Time passes, in short sentences like “Hours. Days.”
At last, Beth awakes and feels the grunge. (You know it’s bad when you can smell yourself. And when you’re no doubt caked with the dried blood of your loved one.) “Shower.” Lovingly he carries her to the shower and washes away the remnants of her transition, toweling her off when he’s done.
It’s actually a pretty well-written scene and does more to portray convincingly Wrath’s love for Beth than the rest of the book put together. Nonetheless Ward can’t help but finish the chapter off with “Wrath knelt by the side of the bed, suddenly aware that his leather pants and his shitkickers were soaking wet.”
Let’s start a list of the words and phrases one should try to avoid in touching romantic scenes:
3. hemorrhoid (or hemorrhoid cream)
4. tungsten carbide
6. [FILL IN YOUR OWN!]
I’m so going to have to write a BDB mad-lib before this is all over.
Oh, yeah, and Beth totally accepts Wrath’s proposal.
Chapter 35: I am programmed to love you long time
This chapter does next to nothing to push the plot forward, but for my money it’s entirely worth it for the unintentionally hilarious dialogue between Butch and Marissa.
“Butch inhaled. Frowned. What the hell was that? The tropics. He smelled the ocean. He turned around. A breathtaking woman was standing in the doorway.”
After a few pages of tone-setting, she introduces herself: “Marissa. I am called Marissa.”
Marissa…I’ve just met a vampire named Marissa…
Butch is staring. “What are you looking at?” she asks him.
“Sorry. You’re probably sick of men gawking at you.”
“No males look at me.”
Butch is incredulous. “Man, you are so…totally…beautiful.” And then he looks away: “Look at me. Not staring. Not staring at all. Hey, this is a nice rug. You ever notice it before?” Anyone else feel like we’re watching an episode of The Brady Bunch where Greg’s trying to hit on his steady?
“I think I like the way you look at me…you look at me as though you’re thirsty. Your name. It’s Butch? What are you thirsty for, Butch?”
And so it goes, Marissa unwittingly taking Butch for the erotic ride of his life. Of course, for the first fifty pages or so of their nascent relationship, Butch remains convinced that she’s the highest of the high-end prostitutes. That doesn’t stop him from admiring her “gorgeous blond hair” and “delicate perfection.” Moveover, does anyone else have a feeling that Marissa, the very last one who might stand between Wrath and Beth is about to take a big ol’ step to the side? We’ll find out more as the next several chapters fill out this new relationship a bit more solidly.

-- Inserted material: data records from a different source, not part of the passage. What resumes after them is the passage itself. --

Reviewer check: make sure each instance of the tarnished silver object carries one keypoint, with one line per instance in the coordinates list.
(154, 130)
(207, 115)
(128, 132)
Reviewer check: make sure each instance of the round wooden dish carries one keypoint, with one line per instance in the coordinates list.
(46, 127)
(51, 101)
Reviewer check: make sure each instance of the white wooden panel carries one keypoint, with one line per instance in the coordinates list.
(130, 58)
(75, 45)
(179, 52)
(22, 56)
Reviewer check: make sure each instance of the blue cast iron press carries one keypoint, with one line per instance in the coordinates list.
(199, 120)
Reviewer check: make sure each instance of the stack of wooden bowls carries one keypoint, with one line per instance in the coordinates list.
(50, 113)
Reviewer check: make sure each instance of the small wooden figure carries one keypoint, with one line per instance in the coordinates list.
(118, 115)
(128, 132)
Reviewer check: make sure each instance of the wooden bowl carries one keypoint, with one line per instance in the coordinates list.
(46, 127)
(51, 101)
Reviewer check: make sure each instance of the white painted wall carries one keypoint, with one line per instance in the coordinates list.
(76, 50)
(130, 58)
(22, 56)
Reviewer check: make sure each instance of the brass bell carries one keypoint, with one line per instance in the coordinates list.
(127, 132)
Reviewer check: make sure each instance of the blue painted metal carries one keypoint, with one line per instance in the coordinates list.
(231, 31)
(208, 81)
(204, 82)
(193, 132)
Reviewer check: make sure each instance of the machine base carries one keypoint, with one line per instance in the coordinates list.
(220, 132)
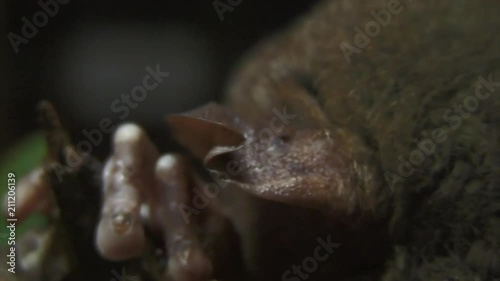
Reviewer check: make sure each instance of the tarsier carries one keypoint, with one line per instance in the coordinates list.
(385, 144)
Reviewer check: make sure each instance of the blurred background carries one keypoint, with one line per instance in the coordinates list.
(84, 55)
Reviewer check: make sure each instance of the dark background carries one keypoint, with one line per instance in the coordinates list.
(90, 52)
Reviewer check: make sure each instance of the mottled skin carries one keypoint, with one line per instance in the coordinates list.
(335, 169)
(443, 220)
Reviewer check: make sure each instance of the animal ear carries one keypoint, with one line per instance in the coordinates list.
(207, 127)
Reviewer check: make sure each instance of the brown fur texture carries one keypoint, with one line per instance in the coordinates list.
(441, 220)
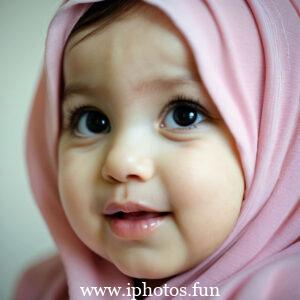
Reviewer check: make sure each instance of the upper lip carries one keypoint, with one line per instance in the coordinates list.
(128, 207)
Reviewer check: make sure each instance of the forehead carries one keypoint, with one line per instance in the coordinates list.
(143, 39)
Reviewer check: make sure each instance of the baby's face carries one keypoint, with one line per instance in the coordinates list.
(152, 186)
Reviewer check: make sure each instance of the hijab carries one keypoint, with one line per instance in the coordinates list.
(247, 55)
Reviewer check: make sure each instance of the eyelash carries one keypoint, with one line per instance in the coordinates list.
(74, 114)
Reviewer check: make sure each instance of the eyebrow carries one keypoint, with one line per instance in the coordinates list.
(154, 84)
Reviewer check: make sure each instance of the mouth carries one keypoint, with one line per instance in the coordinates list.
(131, 221)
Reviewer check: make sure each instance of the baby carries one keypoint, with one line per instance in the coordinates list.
(166, 167)
(149, 177)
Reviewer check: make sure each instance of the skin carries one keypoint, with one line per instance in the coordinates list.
(124, 70)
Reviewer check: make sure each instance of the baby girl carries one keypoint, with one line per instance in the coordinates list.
(163, 150)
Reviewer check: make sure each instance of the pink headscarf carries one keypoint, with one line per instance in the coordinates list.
(248, 56)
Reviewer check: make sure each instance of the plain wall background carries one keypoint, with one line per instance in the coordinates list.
(24, 237)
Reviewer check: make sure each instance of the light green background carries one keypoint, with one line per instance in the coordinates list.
(23, 234)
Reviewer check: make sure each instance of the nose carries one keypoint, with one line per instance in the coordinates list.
(128, 160)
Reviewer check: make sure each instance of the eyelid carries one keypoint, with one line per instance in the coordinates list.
(194, 102)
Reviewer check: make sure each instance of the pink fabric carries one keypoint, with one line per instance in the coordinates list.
(247, 54)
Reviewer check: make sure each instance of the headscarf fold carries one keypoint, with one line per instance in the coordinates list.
(247, 55)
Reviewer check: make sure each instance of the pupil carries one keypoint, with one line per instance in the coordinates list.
(97, 122)
(184, 115)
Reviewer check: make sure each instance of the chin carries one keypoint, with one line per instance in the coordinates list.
(150, 271)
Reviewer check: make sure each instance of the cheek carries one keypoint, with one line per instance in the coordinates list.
(76, 176)
(206, 191)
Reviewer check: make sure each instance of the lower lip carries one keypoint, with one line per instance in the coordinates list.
(135, 229)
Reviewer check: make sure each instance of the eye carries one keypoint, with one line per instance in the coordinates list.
(184, 114)
(87, 121)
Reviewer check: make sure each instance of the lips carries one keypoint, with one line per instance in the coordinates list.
(132, 221)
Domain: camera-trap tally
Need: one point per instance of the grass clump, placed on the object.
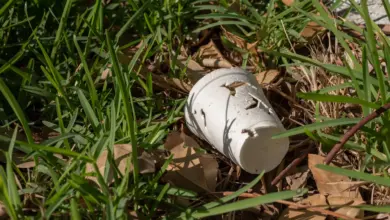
(79, 69)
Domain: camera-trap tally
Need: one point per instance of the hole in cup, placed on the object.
(204, 117)
(253, 103)
(233, 86)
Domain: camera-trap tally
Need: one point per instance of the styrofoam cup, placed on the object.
(228, 109)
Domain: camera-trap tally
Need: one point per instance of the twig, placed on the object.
(297, 206)
(336, 148)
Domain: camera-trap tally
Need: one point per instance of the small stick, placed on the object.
(297, 206)
(336, 148)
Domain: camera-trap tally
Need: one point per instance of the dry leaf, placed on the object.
(335, 186)
(194, 71)
(120, 155)
(297, 180)
(190, 169)
(311, 29)
(216, 63)
(267, 76)
(334, 202)
(26, 165)
(303, 214)
(210, 56)
(330, 183)
(173, 84)
(243, 44)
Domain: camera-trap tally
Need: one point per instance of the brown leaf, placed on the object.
(210, 56)
(311, 29)
(120, 156)
(297, 180)
(174, 84)
(303, 214)
(216, 63)
(190, 168)
(194, 71)
(336, 187)
(267, 76)
(26, 165)
(330, 183)
(334, 202)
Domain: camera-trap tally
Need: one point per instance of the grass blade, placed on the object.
(5, 7)
(128, 111)
(131, 20)
(316, 126)
(91, 86)
(371, 42)
(247, 203)
(16, 108)
(61, 27)
(337, 98)
(88, 110)
(355, 174)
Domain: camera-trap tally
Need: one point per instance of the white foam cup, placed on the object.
(228, 109)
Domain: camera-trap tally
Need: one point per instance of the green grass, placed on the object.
(372, 91)
(52, 55)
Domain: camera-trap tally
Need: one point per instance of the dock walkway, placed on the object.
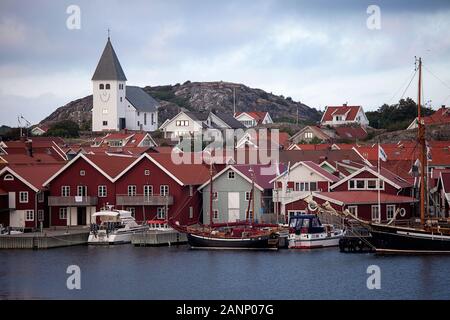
(54, 237)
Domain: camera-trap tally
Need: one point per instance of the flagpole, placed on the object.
(379, 185)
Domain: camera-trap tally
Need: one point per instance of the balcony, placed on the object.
(142, 200)
(72, 201)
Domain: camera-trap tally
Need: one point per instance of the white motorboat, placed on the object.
(307, 232)
(116, 227)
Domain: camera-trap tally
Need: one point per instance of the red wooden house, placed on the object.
(25, 205)
(154, 187)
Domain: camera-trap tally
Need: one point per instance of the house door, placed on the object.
(233, 206)
(81, 216)
(122, 123)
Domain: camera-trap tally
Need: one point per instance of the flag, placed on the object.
(381, 154)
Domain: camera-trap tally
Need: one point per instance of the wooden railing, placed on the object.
(73, 201)
(144, 200)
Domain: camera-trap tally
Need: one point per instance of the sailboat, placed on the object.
(428, 237)
(236, 235)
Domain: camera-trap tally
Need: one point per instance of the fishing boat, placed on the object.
(430, 236)
(307, 232)
(237, 235)
(116, 227)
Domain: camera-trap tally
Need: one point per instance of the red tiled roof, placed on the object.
(340, 110)
(188, 174)
(257, 115)
(347, 132)
(365, 197)
(261, 179)
(36, 174)
(111, 165)
(321, 171)
(439, 117)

I should say that while I was out for my morning run today I gave some thought to Marissa’s stilted phraseology (whywhywhyinthehellamIspendingsomuchtimethinkingaboutthis?!!?), and I developed a theory that might explain it: as Marissa appears to be one of the most carefully cloistered members of the vampire “upper class,” presumably she has little contact with many vampires of lower social rank, let alone humans. Therefore it’s likely that her linguistic assimilation is taking considerably longer than the other vampires’, and so even in 2005 (when this book was written) her English is highly imperfect and she thus speaks haltingly and awkwardly. Could be.
Confidential to J.R.W. in the South: nothing says “2005 slang” like using the word “moll” for a gangsta’s girlfriend.